I woke in the middle of the night, not to our puppy pawing her crate to go out pee, but to the scratching and knocking of the rat in the trap on the patio. It was painful to see half of a body of a living thing thrashing in the spring loaded jaws. I grabbed one of the firewood scraps, but there was no clear way to give a decisive coup de gras. I did the best that I could, taking the scrap of 2x6 and quickly and firmly crushing as much of the rat beneath it as I could. It twitched once, and I hurt for it; it twitched twice and I began to panic, and mercifully it spasmed and I knew it was dead.
There is a crow in my neighborhood. The morning after our rat invader was expelled I saw it on my walk with the puppy. Mr Sparkles was, as most 12 week old puppies are of everything new, frightened by it as it walked along the road next to us. The dog, did not recognize the wing held cock-eyed, and the failure of the crow to take to the sky at our approach.
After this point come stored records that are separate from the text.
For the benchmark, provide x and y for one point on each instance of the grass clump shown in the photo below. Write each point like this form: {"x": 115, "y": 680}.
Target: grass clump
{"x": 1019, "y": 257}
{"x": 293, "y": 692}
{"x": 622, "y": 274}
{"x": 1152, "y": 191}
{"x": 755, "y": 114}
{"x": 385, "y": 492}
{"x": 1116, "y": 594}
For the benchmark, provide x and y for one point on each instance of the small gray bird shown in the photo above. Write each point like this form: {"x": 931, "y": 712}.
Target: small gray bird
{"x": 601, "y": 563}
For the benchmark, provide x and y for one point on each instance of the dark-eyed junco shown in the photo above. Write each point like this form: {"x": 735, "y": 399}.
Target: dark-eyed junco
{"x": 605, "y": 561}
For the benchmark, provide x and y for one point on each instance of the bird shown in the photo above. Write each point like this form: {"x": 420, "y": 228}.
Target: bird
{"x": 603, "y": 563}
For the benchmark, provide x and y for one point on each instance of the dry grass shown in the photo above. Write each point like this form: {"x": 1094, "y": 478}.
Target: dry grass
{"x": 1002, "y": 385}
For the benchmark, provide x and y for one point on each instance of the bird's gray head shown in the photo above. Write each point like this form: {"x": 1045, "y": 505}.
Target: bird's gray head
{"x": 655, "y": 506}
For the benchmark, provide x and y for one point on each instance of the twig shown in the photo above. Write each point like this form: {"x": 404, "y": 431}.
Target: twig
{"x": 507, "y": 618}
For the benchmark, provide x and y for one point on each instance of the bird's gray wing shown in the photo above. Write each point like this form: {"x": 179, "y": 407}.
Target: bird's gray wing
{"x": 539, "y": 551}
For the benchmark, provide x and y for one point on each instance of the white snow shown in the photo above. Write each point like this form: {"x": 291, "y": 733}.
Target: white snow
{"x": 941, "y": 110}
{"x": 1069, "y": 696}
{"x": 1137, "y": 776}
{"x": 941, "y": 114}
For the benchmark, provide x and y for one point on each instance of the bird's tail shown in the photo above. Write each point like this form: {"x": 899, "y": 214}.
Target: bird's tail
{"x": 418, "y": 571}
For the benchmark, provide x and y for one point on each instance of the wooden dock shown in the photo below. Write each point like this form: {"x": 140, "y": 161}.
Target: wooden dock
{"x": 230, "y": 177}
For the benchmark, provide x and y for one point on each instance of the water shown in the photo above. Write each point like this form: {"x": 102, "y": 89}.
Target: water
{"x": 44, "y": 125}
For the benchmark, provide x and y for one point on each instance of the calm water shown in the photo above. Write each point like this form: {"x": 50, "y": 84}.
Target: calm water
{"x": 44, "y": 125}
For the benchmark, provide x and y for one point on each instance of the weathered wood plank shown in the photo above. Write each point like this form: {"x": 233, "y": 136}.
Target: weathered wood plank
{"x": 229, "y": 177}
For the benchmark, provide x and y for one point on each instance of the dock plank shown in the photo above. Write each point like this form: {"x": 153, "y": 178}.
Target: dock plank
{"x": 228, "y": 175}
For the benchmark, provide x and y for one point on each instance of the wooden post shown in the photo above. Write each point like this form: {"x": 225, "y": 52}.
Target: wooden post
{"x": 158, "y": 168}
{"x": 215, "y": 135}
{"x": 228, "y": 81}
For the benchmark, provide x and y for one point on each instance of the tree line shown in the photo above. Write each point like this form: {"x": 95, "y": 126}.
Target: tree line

There are many semi-feral cats in our neighborhood. A month or two back as I walked out the front door to leave for work a coyote sauntered up the street. As I walked with our puppy, trying to help it have the experiences that would let it learn not to freeze and cower every time a car backfires or a crow caws, I took solace in imagining that the crow would be gone soon. Something would recognize its weakness and take advantage of it’s misfortune.
It’s four days later. On our walk this morning Mr Sparkles only froze once (ok, twice, but for large, barking dogs both times). Coming back home I saw the crow with the broken wing, just as I have for the last four days. And just as one has every day, as I approached the corner where the broken winged crow walks another crow up on a wire, or in a tree caw’d caw’ caw’d, warning of our approach.
There is a major rookery in the park two blocks away. The crows come from miles every evening at sundown to roost together. In the morning they disperse to forage and feed across the city. But there is always a crow in over watch of the injured bird. The murder won’t leave their fellow on it’s own.
How a society treats its wounded, it’s dying, it’s vulnerable says so much. Let us take our cues from a murder of crows.
Epilogue: The crow with the broken wing lived for four days.